我和青河坐在沙发上,谁都不敢进屋,后来等到两人都稍微平静了些,才商议了下,明天去城隍庙转转,虽然平时去的时候,看到那些给人看相算命的先生,我心里多少有些不齿,不过现在也只能试一试了。
当晚我们都没睡觉,几乎是缩在沙发上,四眼相对坐了一夜。
第二天天亮的时候,我和青河急急忙忙出了门,熬了一夜没合眼,到外面的时候,我没有觉得丝毫的困乏,清早的凉风吹来,精神反而异常的清晰,我心想可能是太紧张的缘故。
在小区门口打了车,我们直奔西郊的城隍庙。
到了地方,我和青河一路左盼右顾,看到算命看相的摊子,就赶紧走过去,而且专门找围观人多的地方,寻思着,人多就说明看相的有些本事。

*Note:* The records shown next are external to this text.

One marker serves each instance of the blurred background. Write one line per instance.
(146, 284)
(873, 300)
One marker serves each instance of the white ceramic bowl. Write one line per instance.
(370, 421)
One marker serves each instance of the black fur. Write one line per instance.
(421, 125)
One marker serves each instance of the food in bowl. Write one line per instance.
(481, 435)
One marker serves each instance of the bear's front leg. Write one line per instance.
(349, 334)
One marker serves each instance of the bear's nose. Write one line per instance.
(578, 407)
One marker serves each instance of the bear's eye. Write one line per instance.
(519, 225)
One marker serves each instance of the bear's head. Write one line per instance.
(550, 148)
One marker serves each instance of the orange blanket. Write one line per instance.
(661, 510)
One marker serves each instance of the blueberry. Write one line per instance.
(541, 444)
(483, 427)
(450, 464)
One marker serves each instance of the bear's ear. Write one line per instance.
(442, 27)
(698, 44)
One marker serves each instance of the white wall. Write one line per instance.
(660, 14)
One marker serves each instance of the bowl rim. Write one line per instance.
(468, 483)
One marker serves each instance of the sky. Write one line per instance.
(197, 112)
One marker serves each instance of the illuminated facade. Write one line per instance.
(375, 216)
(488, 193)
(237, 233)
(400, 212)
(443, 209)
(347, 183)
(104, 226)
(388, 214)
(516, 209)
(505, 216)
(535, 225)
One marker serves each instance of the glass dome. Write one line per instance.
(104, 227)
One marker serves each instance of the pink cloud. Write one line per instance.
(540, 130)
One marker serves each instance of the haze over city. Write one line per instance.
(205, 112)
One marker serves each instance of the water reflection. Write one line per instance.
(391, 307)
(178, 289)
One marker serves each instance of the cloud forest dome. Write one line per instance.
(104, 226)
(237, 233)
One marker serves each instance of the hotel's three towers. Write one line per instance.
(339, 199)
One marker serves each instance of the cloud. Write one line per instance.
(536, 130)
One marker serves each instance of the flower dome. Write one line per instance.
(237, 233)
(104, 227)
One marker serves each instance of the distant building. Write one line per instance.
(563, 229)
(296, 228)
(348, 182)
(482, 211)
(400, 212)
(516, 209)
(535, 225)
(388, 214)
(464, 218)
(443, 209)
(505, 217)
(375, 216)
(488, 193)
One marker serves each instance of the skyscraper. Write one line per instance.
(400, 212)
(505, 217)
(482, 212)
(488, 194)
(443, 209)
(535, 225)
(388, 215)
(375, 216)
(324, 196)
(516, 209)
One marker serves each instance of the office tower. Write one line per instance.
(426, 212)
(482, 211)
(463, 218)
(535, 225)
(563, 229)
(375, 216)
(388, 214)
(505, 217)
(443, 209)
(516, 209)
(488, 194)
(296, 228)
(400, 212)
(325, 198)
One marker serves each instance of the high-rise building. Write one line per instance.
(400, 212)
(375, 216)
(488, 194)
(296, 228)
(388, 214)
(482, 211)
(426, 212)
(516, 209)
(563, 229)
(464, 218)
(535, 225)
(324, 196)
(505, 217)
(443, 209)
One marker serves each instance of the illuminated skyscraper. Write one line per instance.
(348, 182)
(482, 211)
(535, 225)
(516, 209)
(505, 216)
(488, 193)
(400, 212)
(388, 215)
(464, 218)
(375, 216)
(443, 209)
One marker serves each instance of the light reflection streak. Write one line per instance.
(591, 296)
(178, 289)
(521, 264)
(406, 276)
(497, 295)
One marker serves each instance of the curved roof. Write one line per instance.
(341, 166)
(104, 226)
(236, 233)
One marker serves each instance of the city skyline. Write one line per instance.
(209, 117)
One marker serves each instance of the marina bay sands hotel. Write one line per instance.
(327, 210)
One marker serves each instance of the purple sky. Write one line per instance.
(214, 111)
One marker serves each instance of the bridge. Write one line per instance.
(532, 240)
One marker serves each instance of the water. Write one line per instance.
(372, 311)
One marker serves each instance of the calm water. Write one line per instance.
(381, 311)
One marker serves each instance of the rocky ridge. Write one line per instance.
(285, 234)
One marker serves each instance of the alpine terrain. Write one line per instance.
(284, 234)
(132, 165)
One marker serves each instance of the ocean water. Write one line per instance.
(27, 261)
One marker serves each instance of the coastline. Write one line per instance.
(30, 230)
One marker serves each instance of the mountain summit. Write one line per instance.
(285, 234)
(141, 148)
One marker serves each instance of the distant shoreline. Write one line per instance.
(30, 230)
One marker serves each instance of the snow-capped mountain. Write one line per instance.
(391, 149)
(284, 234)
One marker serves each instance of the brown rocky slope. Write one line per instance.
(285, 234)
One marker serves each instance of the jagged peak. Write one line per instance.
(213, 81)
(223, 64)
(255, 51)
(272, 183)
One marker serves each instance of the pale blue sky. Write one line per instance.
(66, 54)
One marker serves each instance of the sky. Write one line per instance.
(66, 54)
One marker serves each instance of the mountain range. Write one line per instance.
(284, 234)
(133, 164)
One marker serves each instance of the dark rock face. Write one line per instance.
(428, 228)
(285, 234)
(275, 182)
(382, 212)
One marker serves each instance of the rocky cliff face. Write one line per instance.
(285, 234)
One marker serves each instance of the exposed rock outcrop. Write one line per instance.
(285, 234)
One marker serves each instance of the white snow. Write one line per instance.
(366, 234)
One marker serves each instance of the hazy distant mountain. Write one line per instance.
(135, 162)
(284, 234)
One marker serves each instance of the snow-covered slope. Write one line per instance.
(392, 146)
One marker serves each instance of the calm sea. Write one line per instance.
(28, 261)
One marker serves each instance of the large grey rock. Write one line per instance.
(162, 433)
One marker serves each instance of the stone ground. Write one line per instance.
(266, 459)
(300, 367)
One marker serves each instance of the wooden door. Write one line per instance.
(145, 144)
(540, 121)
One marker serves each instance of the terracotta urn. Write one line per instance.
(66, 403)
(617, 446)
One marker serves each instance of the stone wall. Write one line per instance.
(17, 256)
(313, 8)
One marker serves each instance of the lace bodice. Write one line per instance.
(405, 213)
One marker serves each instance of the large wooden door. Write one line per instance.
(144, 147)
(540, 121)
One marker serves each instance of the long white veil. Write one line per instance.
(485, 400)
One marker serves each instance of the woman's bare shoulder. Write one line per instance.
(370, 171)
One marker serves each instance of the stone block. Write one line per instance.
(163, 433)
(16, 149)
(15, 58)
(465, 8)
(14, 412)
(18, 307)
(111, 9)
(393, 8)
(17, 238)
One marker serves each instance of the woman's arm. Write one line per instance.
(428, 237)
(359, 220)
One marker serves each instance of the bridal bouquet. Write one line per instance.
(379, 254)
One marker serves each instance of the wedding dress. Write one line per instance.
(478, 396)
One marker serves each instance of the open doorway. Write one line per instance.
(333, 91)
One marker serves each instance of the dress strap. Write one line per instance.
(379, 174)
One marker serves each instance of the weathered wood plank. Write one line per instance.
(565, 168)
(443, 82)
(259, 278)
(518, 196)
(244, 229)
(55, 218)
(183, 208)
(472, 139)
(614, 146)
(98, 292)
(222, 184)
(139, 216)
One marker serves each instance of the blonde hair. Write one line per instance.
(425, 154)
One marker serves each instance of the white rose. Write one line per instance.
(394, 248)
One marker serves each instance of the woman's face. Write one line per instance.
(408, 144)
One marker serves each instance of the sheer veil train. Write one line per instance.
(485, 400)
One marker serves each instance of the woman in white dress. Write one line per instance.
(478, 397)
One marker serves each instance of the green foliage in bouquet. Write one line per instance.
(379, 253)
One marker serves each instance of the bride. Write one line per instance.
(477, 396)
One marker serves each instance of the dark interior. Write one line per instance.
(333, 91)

只是让我们纳闷的是,一听到我们说要驱邪,那些算命的都是先愣了下,然后唯一例外的朝里面指了指。
我和青河面面相视,都有些不解,狐疑着顺着城隍庙大街,一路朝里面走,终于在一个偏僻的角落,看到一个不起眼的摊子,后面坐着一个清瘦的老人,眯着眼似乎睡不醒的样子,摊子跟前也是冷冷清清的。
两个人都没有,看样子他的生意不怎么样啊。
我心想着,就寻思着估计这里是没希望了,就准备返回去,青河却是一把拉住我,示意着去问问看。
到了跟前,还没等我开口,老头儿眯着的眼,忽然睁开了,显示瞥了下旁边的青河,眼睛就定在了我脸上。

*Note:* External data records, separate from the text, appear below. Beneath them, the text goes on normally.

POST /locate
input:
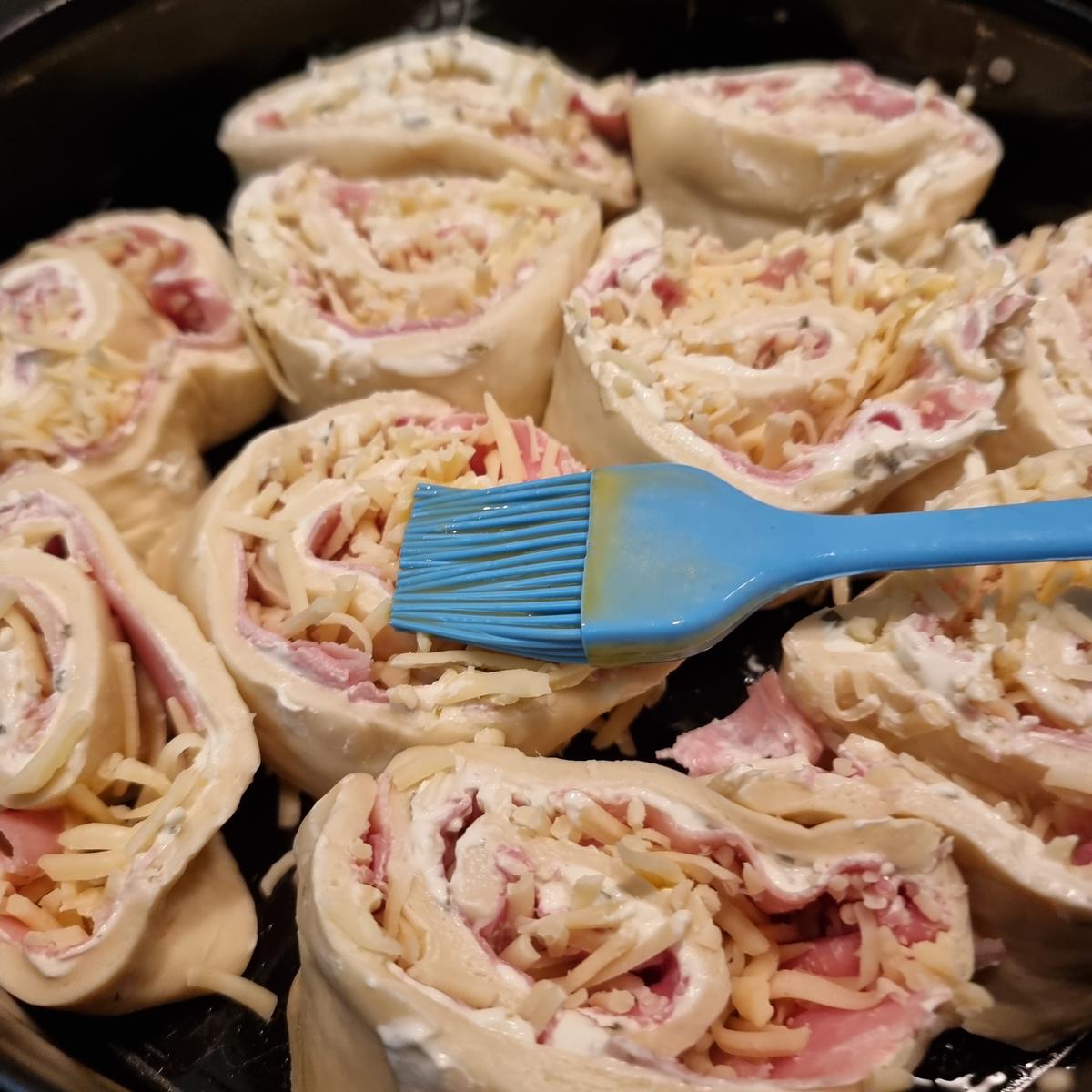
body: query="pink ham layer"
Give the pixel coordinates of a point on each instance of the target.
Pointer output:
(937, 409)
(1075, 820)
(857, 90)
(194, 305)
(353, 197)
(339, 666)
(79, 541)
(767, 725)
(844, 1046)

那神情立刻让我想起了,饭馆老板死的前一天,看我的眼神。
我心里砰砰直跳,就听老头儿开口道:“两位是遇到事儿了?”
我心说废话,没事儿的话,我们吃饱撑的来这里瞎转悠?不说这些话我没敢说,见我们点头,老头伸出手,说要给我把把脉。
我没有犹豫,就把手伸了过去,老头儿扣着我的手腕,原本深沉的脸,一下子变的更加凝重了,好一会儿都没说话,这把我给急的。
“奇怪……奇怪!”老头儿沉思了片刻,看着我的脸色连连嘀咕。
青河也有些急了,问道:“老先生,我朋友到底是怎么回事?”
老头儿舒了口气,一本正经的说道:“这小伙儿是死脉,这种脉象,一般刚死的人才会有……”
我脸色大变,青河也吓得退后了一步,惊魂不定的看着我,随后老头儿摆摆手,示意我们不要太紧张,继续道:“看样子你们遇到的麻烦不小!”然后让我们把经过说出来。
我已经完全懵了,青河率先回过神,语气颤抖的就把事情的经过说了。
听到是一件古怪的衣服,老头儿脸色变幻了下,麻溜儿的就开始收拾了摊子,等我回神的时候,他已经收拾好了,然后问青河现在衣服在哪儿,青河说在家里呢,老头儿没有犹豫,抬头示意让我们的带路。
看他一副淡然若定的样子,我寻思着这次找对人了,不过一颗心就那么悬着,怎么也安不下来了。脑子里不断的念叨着他之前的话,死脉?难道自己要死了?
一路上我脑子乱的不行,青河却是不停的和老头儿攀谈,快到家的时候,青河问道:“老先生,刚才我们刚去的时候,问了好些算命的要驱邪,他们都摇头,这是为什么?”
老头儿笑了笑,语气带着傲然的说道:“驱邪?这种事儿不是四个算命都会的,他们摆个摊子给人看看手相,还马虎过得去,驱邪么,哼哼…….”言下之意,似乎整个城隍庙,只有自己对这个在行。
一听他的话,青河的脸色,顿时松缓了不少,我也稍微安心了不少。
进了小区,快到门口的时候,老头儿忽然站住了脚步,我和青河也赶紧站住,随后老头儿从身上的包裹里,拿出一个罗盘一样的东西,口中轻声念叨着什么,在门口来回走了两边,跟着就让我们开门。
青河癔症了下,开了门之后,就赶紧退到了一边,我也没敢进去,而是等着老头儿的下一步动作。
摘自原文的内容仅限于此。